Когда-то Василь Быков сказал: "...Иногда к проблемам, которых я только коснулся в какой-то повести (они были для меня боковыми), я возвращаюсь позже, чтобы заняться ими основательно". А если посмотреть, то все его повести тесно связаны. Он проверил своих героев "страшной бедой" - безысходной, тупиковой, роковой ситуацией, за которой смерть и ничего иного. В произведениях, написанных во второй половине 80-х годов, Быков сохраняет ту же меру нравственного максимализма. С одной стороны, в повести "Карьер" (1985) он с полемической остротой обозначил тот предел, за который кодекс нравственного максимализма заступать не может - он не может требовать в жертву себе человеческой жизни. В течение десятков лет, прошедших после войны, Агеев, главный герой повести, мучается неизбывной мукой раскаяния в том, что ради выполнения задания подпольщиков (пронести корзинку с толом под видом мыла), он рискнул жизнью своей Марии, той, что "была прислана ему для счастья, а не для искупления". И та попала в руки полицаям. Но как раз в свете такого абсолюта, как жизнь человеческая, с еще большей трагической разрешаются "быковские ситуации" в повестях "В тумане" (1986) и "Облава" (1990). В первой воссоздана коллизия, несколько напоминающая раннюю повесть Быкова "Западня": здесь партизан Сущеня, подозреваемый в предательстве, ничего не может доказать - свидетели его лояльности убиты. И он, отец семейства и муж своей Анельки, кончает с собой: "Жить по совести, как все, на равных с людьми, он больше не мог, а без совести не хотел". Его собственный нравственный кодекс оказался строже и выше всех внешних критериев. А во второй повести раскулаченный Хведор Ровба, что сбежал из места ссылки, только чтобы увидать свою брошенную усадьбу и обойти могилы родных, погружается в бездонную топь не только потому, что не хотел попасть в руки преследователей, а скорее потому, что во главе загонщиков шел его сын, Миколка, публично отрекшийся от отца - такое хуже всякой казни.

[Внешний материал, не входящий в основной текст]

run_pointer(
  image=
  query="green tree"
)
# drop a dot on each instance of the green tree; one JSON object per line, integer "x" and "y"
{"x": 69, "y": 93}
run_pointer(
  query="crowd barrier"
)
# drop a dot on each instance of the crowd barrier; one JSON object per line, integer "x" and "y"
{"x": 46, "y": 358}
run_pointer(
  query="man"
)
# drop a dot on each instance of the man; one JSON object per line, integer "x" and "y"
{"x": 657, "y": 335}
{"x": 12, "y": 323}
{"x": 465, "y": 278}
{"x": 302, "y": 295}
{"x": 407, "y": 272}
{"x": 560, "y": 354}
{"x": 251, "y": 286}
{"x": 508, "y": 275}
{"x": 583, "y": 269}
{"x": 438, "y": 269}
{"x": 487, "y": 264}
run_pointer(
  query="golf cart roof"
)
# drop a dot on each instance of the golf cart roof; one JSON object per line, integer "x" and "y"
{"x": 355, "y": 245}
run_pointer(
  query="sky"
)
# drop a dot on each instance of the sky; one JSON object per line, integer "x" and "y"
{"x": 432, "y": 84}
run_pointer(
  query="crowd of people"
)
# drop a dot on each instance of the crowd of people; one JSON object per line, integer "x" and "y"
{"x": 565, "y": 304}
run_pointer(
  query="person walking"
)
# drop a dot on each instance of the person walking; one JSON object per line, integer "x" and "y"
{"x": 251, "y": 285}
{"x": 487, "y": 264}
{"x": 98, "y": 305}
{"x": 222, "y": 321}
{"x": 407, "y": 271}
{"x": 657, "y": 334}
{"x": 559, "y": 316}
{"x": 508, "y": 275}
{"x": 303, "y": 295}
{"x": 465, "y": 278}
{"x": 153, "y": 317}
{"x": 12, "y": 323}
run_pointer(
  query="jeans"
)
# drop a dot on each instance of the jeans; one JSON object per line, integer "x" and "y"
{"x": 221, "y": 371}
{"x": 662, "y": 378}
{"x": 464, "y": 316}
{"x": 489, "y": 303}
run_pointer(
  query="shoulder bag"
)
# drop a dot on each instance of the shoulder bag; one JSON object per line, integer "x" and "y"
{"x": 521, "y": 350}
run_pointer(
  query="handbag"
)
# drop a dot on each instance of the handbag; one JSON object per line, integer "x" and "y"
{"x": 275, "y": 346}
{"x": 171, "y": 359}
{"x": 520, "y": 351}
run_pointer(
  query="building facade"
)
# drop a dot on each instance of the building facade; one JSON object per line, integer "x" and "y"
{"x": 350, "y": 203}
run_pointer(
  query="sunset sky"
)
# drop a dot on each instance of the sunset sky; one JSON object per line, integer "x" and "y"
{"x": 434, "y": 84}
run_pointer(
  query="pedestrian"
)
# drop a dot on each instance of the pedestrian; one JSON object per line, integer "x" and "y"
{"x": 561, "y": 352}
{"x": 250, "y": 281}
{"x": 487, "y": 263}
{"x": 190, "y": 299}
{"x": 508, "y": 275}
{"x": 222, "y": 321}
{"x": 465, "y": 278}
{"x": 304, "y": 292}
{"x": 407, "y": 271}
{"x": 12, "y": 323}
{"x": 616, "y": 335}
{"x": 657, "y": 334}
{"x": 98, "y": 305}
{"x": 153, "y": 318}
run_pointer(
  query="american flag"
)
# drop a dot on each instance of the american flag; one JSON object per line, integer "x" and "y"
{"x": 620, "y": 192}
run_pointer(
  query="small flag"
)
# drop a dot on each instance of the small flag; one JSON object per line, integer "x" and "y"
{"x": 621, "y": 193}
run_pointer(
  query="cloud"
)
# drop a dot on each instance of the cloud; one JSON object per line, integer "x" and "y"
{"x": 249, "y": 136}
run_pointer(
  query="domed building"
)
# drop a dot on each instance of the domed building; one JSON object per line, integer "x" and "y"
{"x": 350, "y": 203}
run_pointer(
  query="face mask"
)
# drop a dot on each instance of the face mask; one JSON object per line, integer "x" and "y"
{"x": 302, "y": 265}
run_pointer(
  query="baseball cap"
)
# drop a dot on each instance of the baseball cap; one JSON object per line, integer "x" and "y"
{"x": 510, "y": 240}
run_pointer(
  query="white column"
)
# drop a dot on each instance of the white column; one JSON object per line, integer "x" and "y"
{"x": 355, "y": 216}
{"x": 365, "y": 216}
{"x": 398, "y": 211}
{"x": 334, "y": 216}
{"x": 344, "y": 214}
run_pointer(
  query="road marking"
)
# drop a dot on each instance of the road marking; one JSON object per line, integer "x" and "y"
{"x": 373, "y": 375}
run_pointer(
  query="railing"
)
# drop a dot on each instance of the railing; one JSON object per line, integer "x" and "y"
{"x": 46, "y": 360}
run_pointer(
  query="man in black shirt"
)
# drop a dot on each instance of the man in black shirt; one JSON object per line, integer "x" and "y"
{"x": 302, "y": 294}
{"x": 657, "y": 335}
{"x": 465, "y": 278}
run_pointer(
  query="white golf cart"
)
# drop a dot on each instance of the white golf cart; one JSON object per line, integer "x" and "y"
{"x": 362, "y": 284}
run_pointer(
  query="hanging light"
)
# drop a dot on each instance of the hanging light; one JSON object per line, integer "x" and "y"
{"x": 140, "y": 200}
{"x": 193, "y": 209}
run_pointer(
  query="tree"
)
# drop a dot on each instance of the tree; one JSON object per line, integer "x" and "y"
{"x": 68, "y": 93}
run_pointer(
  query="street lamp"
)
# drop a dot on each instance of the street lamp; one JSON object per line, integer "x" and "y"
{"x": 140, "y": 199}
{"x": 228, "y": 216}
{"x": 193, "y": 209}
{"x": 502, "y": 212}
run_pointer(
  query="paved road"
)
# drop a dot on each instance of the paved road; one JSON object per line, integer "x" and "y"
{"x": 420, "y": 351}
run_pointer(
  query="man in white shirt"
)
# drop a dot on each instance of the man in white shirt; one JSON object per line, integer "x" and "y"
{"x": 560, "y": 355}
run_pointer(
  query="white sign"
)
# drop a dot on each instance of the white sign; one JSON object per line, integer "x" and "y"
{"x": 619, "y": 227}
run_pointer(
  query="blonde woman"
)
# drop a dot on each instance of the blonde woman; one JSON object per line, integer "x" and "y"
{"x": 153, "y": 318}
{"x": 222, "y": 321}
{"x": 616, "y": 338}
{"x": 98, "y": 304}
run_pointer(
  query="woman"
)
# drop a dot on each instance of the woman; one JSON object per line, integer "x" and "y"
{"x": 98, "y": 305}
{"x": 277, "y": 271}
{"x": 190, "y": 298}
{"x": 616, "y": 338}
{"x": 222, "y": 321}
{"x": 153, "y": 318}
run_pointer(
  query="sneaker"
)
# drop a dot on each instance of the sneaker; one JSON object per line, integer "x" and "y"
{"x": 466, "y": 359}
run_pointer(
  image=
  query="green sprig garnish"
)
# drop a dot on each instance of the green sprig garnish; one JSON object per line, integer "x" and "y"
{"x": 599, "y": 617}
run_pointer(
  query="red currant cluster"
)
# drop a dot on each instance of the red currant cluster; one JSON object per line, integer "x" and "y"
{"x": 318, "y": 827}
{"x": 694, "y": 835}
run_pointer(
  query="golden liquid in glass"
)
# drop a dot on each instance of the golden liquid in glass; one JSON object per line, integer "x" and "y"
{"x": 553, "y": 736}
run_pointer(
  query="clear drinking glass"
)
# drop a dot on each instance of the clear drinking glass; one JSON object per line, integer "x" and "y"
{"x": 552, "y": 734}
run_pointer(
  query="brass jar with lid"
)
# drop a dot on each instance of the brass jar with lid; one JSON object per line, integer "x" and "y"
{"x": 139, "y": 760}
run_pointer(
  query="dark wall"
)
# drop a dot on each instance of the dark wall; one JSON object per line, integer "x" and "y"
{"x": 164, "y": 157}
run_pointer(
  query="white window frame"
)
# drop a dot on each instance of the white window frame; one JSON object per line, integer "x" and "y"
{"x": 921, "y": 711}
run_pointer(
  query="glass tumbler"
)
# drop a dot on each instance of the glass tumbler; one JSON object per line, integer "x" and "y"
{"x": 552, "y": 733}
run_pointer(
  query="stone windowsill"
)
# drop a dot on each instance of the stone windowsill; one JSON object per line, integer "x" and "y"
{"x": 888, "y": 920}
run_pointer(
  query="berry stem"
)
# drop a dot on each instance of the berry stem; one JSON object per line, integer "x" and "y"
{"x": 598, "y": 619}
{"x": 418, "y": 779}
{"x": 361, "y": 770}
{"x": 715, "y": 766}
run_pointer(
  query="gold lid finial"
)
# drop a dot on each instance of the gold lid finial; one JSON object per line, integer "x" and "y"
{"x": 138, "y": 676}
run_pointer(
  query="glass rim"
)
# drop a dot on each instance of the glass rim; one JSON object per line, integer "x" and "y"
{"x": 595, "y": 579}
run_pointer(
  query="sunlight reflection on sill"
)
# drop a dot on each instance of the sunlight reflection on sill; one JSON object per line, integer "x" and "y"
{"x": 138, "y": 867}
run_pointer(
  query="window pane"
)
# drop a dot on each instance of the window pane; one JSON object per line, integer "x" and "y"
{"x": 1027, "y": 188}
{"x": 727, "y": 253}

Как видим, взыскующий пафос Василя Быкова окреп и упрочился. Испытывая своих героев "страшной бедой", писатель сумел докопаться до самых глубоких источников, от которых зависит сила сопротивляемости человека судьбе. Этими источниками оказались самые личные, самые "частные" человеческие святыни - любовь к женщине, забота о своем добром имени, отцовское чувство. Вместе с чувством достоинства, вместе с духовной культурой эти источники и обеспечивают стойкость человека перед лицом самых беспощадных обстоятельств, позволяют ему даже ценою жизни встать "выше судьбы".